How Bipedalism Has Affected The Human Skeleton
As you might expect, the human adaptation to bipedalism has had many effects on the skeleton in order to accommodate this altered stance and form of locomotion. There are many small features that have been altered in the skeleton: they all come together to produce an efficient form which can accommodate bipedal movement.
First of all, there are few features to do with the spine which allow the human skeleton to be bipedal. The modern human spine has dual curvature (both kyphosis and lordosis – these are demonstrated in the figure), which allows us to stand erect. This also means that we can conserve energy as it will require less to remain upright due to the fact that the spine naturally curves that way anyway.
Also, the foramen magnum is positioned in the centre of the basicranium (the bottom of the skull). This is a change from the foramen magnum being further back as it is in normal quadrupeds, as the upright spinal shape requires a more central entrance into the skull in order to also keep the head upright, in the optimum visual position. The location of the foramen magnum also means that the head is better balanced and that the facial muscles are not required to support the skull upright but instead are used purely for facial expressions.
The structure of the human foot is also significantly different in comparison to other modern mammals. Humans have evolved platform feet with enlarged big toes (we do not require the thumb-like toes that apes have as we are not arboreal) and large arches which act as propulsive levers and allow us to spring forward when walking. This, again, conserves more energy than if we had ape-like flat feet like the other great apes.

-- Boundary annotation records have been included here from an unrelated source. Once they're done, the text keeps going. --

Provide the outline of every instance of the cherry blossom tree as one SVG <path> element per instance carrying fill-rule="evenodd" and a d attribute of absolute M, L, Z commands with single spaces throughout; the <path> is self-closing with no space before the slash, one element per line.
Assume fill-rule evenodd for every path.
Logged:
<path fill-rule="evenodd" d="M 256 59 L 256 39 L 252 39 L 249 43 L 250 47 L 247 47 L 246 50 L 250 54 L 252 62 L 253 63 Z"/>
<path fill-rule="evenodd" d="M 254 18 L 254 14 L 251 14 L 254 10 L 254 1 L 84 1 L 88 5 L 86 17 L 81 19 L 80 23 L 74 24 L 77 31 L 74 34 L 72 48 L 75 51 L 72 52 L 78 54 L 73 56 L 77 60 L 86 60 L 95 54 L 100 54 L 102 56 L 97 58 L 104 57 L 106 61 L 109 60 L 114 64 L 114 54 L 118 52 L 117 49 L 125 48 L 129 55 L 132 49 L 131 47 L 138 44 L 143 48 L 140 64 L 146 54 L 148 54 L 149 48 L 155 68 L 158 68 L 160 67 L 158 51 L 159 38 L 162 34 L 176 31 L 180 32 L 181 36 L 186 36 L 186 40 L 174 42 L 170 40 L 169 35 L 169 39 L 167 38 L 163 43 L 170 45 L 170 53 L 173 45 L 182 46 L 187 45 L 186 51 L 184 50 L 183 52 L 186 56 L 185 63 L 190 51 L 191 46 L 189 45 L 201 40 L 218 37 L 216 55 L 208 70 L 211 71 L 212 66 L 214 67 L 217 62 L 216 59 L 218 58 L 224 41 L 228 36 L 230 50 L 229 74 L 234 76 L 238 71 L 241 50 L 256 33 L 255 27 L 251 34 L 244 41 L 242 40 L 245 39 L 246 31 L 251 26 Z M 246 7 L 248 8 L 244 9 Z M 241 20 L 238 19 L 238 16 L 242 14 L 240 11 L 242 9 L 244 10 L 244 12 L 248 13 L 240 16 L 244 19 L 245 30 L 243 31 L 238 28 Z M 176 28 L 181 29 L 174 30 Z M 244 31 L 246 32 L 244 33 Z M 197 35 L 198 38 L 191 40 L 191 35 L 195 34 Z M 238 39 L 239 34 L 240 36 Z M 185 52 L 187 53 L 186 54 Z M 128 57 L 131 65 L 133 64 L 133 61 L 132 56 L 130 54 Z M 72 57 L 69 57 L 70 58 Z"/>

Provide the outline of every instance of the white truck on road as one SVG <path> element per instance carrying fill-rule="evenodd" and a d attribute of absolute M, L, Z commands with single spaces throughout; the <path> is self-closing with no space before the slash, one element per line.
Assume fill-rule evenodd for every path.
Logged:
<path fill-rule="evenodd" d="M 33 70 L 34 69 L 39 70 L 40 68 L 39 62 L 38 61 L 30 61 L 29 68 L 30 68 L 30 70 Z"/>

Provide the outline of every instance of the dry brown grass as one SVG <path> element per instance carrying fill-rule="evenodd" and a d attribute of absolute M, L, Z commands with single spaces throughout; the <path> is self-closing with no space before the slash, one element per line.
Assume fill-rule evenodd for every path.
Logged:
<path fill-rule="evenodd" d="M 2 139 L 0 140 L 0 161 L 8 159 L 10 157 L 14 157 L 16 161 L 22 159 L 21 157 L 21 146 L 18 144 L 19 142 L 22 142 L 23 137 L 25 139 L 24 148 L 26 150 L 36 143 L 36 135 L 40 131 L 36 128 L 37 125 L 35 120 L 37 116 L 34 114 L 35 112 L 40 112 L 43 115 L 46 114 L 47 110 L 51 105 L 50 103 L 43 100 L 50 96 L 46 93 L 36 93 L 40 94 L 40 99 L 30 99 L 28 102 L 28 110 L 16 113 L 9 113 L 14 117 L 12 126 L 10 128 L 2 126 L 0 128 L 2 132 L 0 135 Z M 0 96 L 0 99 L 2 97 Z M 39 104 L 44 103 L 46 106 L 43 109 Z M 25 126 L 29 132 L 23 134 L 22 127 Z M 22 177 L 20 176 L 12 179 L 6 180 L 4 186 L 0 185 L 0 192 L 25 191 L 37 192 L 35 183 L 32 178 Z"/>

Other adaptations of the human skeleton to accommodate bipedalism include a shorter, broader, pelvis that allows the swinging motion walking requires with larger hip joints (than quadrupeds) which will support the greater mass that will be supported by them (as the weight is distributed on less legs than if we were quadrupedal). Longer legs give a bigger push when walking upright, working with the arched feet to propel the form forward while a valgus angle and lock knees increases balance. Lock knees (a large knee joint which doesn’t decrease its extension so much during movement) and a valgus angle mean that as we walk, movement of the centre of gravity is restricted so we do not walk rocking from side to side as chimps and other apes would do if they were to walk upright all the time (see gorilla video below).
Gorilla walking bipedally
Changes in physiology
Obviously, when the skeleton has to adapt to cater for a new form of locomotion, there will be changes in the physiology also. Bipedalism requires very strong leg muscles in order to propel the body forwards enough. The strongest muscles are concentrated in the thighs, and all the muscles in the legs will be much more developed than those in the arms, as they are used to a greater extent and are generally worked harder. Standing on two legs also requires an effective sensory control system that can maintain balance, and in humans there is constant balance adjustment to keep us upright and to stop us falling over when in motion. Most of this balance detection takes place within the ear, in a section of chambers called the bony labyrinth. This consists of three sections, two of which are known as “organs of balance”. As well as this, our visual input from our eyes can constantly update the brain on the position of the head, and specialised proprioreceptors in muscles and tendons tell our brain how stretched our muscles and tendons are, and therefore feeds us with information on how upright we are and at which angle we are standing at.
In order to walk, the centre of gravity must remain over the supporting leg during the swing phase (when the leg is not touching the ground and is moving) of walking. To ensure that the centre of gravity does not move, or at least to ensure that movement is limited, the pelvis has adapted specific pelvic angles. When walking, we must rotate our hips as we push up off the ground in order to maintain balance and to optimise stride length. Running is very similar, and is made easier by the adapted human foot. Before each step, energy is stored up in the ball of the foot and as the foot begins to spring off the ground, the energy is released and the individual will spring forward in a run.
Lastly, the main physiological change that accommodates bipedalism to its optimum is the structure of the respiratory system. For effective movement that does not leave us exhausted, we need to have a good aerobic system that allows oxygen to travel to our tissues and replenish their energy as we move. Due to the very large surface area found in the lung tissue and the effective circulatory system, humans have easily achieved this. However, even though we have a very good aerobic system, sometimes this is not enough when put under a great amount of pressure: we must also have a good anaerobic system. This is a system which will be needed during sprinting and in vigorous activity when the body cannot supply the muscles and tissues needed for the movement quick enough.
So, we can see that bipedalism has had a great impact on human life – not only on our body structure and how we travel, but how we learnt to gather food and interact with one another too. While no two scientists can completely agree on the reasons as to why bipedalism evolved in humans, it is clear that it has been a very useful skill in our adaptation to the ever-changing world, and one that has highlighted us as unique among the great apes.